Why Some Popular Funds Are Excluded

Popularity, ratings, and short-term performance do not guarantee suitability.

Funds are excluded when:

  • Their risk profile conflicts with the basket’s objective
  • Their behaviour introduces volatility where stability is required
  • Their structure dilutes long-term returns where growth is the objective
  • Their history is insufficient relative to the horizon

Exclusion is a deliberate outcome of adhering to the framework, not an assessment of fund quality in isolation.

Capital Protection and Return Optimisation are Treated Differently by Design

Capital protection and return maximisation cannot be pursued simultaneously across all horizons.

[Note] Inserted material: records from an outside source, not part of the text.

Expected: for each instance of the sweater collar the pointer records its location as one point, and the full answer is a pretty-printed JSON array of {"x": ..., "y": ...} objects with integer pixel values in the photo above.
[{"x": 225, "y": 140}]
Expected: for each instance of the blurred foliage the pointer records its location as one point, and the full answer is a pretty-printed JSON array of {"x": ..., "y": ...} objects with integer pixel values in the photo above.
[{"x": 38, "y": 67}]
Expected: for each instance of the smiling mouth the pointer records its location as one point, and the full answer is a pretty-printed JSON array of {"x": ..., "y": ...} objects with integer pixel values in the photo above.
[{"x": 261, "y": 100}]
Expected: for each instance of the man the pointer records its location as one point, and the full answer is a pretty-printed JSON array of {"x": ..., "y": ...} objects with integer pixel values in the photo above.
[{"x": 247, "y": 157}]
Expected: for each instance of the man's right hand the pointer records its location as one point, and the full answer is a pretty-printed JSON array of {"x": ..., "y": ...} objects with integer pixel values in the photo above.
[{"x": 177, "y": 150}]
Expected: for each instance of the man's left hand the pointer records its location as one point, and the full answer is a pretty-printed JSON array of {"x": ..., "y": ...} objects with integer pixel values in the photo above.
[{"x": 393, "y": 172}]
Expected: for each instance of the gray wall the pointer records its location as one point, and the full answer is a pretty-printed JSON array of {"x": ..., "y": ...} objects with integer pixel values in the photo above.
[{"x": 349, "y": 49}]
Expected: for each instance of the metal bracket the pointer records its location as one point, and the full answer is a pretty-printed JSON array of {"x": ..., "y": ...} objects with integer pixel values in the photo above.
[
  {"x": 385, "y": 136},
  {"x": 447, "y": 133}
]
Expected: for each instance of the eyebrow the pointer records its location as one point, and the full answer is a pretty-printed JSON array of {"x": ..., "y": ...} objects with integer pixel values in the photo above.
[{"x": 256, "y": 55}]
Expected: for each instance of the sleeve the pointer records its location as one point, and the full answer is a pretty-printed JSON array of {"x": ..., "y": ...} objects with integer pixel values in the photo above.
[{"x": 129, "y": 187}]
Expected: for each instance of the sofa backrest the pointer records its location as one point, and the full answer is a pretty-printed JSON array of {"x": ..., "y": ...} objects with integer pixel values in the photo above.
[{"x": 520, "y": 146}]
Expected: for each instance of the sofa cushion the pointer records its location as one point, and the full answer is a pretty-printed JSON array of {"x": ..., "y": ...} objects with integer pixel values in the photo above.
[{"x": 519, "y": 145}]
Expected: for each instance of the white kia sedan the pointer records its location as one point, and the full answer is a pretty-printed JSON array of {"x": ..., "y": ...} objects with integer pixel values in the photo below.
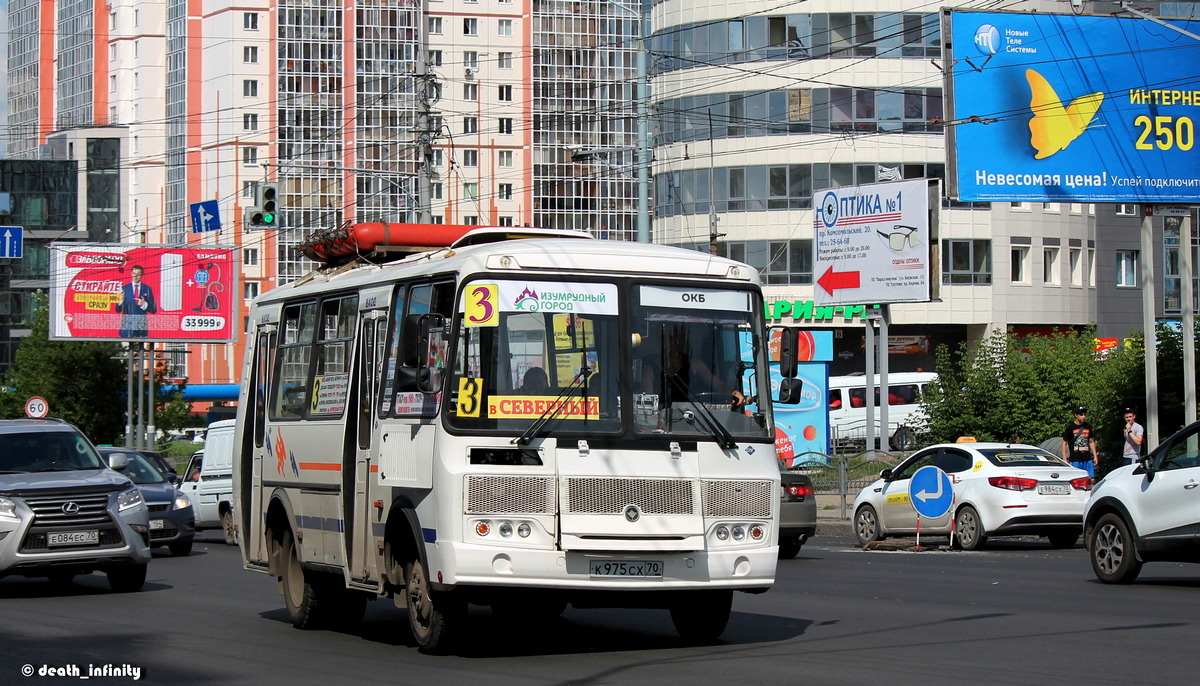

Toddl’s framework explicitly separates these objectives:

  • Short horizons prioritise protection and predictability
  • Long horizons prioritise growth and compounding
  • Medium horizons balance both with defined trade-offs

This separation prevents mismatched expectations and improves investment outcomes over time.

Framework Over Preference

Toddl operates on the principle that systems outperform discretionary decision-making over time.

Once defined:

  • The framework guides fund selection
  • Individual opinions do not override rules
  • Changes are made only through structured review, not market noise

The framework evolves gradually as data, market structure, and investor behaviour change—never reactively.

Conclusion

Toddl’s fund selection framework exists to remove guesswork from investing and align fund choices with the most critical variable: time.

By prioritising structure over sentiment, and systems over shortcuts, Toddl constructs baskets designed to improve the probability of appropriate risk-taking and long-term success—especially for parents investing for their children’s future.